Vos rapporteurs s'interrogent néanmoins sur la pertinence de cet indicateur par rapport à la mission première de la coopération au développement. On comprend bien la logique d'optimisation de la dépense publique qui est de maximiser le montant des financements obtenus par euro de subvention. La question est cependant de savoir à quel taux sont ces prêts. S'il s'agit de maximiser l'effet de levier, force est de constater que moins les prêts sont bonifiés, plus l'effet de levier est élevé.
A la limite, l'effet de levier est maximal quand les crédits de bonification sont presque nuls. Autrement dit, moins le prêt est « généreux », plus il est proche des conditions du marché, plus l'effet de levier est élevé. Moins c'est de l'aide, plus l'effet de levier est fort. De ce point de vue, il est paradoxal de considérer cet objectif comme un indicateur de performance de l'aide au développement.
Si l'on compare avec les indicateurs mis en place par le DFID (agence britannique de développement), la différence est importante.
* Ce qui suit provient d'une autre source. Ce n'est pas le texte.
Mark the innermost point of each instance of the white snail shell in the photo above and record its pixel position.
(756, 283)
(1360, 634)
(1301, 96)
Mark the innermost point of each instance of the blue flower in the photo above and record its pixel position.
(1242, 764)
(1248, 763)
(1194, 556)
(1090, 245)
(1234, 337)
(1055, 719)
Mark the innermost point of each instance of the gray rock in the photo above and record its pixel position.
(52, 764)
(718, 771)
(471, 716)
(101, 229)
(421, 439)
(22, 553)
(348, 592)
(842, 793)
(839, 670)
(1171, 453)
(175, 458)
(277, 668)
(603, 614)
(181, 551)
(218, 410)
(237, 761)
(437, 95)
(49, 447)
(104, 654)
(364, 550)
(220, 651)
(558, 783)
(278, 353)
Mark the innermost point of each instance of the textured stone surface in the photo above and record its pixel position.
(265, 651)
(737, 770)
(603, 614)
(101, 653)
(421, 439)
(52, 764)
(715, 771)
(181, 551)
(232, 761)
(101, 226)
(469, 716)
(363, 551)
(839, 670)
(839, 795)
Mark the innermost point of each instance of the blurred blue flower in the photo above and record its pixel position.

Au lieu de mesurer la part de l'engagement de l'agence, les indicateurs mesurent le nombre de bénéficiaires des différents programmes et actions menées par l'agence sur les différents thèmes prioritaires dans la politique de développement anglaise.
Vos rapporteurs ne peuvent ici que répéter leur impatience à pouvoir disposer d'indicateurs de résultats fiables.